The ACE scheme has proved very popular since it was introduced by the present Government in 1981 with a budget of £1·67 million providing 430 ACE jobs. Since then, funding has been substantially increased. This year's budget was £24·24 million and I am seeking further funds to bring the estimated average number of ACE jobs provided throughout the year to 6,150.

Photo of Clare Short Clare Short , Birmingham, Ladywood

May I ask the Under-Secretary of State and the Secretary of State most sincerely to review the decision to sack the six ACE workers at St. Matthews community centre on unspecified security grounds? The workers concerned consider this to be a smear on their character and the work that they have been doing in providing an advice centre and an Irish language nursery. Promotion of the Irish language is supposed to be part of the Anglo-Irish Agreement. Those workers have been told that if they move to other premises they may be able to continue their work, but there are no other premises. Will the Minister agree to meet their trade union to reach a reasonable settlement, and will the Government stop smearing those workers and the work that they have been doing for so long?

Photo of Peter Viggers Peter Viggers , Gosport

Government assistance has been withdrawn from the St.
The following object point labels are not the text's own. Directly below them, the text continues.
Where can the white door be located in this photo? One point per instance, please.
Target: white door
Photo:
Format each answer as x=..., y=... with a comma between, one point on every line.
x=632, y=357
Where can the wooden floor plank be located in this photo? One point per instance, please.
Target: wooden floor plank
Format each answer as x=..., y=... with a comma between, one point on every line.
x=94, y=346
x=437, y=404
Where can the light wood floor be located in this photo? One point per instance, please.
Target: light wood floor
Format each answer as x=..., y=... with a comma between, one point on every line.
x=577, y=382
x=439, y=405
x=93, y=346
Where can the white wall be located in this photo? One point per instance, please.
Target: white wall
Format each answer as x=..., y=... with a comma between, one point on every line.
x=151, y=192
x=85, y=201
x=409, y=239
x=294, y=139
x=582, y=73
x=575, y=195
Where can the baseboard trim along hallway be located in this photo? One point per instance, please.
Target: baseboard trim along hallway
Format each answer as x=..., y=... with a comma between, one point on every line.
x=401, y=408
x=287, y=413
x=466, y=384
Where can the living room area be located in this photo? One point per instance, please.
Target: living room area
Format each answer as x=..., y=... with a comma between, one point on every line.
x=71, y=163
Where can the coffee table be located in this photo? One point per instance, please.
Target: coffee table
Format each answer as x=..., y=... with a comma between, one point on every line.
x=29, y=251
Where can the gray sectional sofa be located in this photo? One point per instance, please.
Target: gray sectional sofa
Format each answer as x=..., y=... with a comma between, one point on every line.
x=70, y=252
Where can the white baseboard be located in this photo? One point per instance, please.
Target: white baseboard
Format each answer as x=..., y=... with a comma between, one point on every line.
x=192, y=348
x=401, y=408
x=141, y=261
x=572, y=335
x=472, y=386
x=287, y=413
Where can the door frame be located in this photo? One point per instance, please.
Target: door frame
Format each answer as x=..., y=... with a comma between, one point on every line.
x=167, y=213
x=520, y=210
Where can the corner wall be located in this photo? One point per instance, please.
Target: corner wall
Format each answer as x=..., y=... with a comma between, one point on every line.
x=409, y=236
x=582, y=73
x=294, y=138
Matthews tenants association under the terms of the policy outlined in the parliamentary statement on 25 June 1985 by my right hon. Friend the then Secretary of State for Northern Ireland.

Photo of Mr Peter Archer Mr Peter Archer , Warley West

Does the hon. Gentleman appreciate that when Government funding is withdrawn, funding from other sources also dries up and the future employment of those involved is prejudiced? Does the hon. Gentleman accept that these are draconian consequences for the organisers of the scheme, who have not even been informed of the allegations against them? Is he aware of press comments right across the political spectrum describing it as farcical to suggest that a Gaelic-speaking nursery school could pose a threat to law and order?

Photo of Peter Viggers Peter Viggers , Gosport

The statement to which I referred is a careful and comprehensive one which covers a delicate area. It would not be right for me to add or to detract from it.

Photo of Mr John Hume Mr John Hume , Foyle

Is the hon. Gentleman aware that the Irish language school in west Belfast has the full recognition of the Department of Education and Science and that the function of the Irish language nursery school in the Short Strand area is to prepare children to attend that school? Does he appreciate that that nursery school education is an essential part of the educational process of children going on to attend the Irish language school in west Belfast? Will the hon. Gentleman therefore reconsider the Government's decision?

Photo of Peter Viggers Peter Viggers , Gosport

I ask the hon. Gentleman to read again and consider the statement to which I have referred.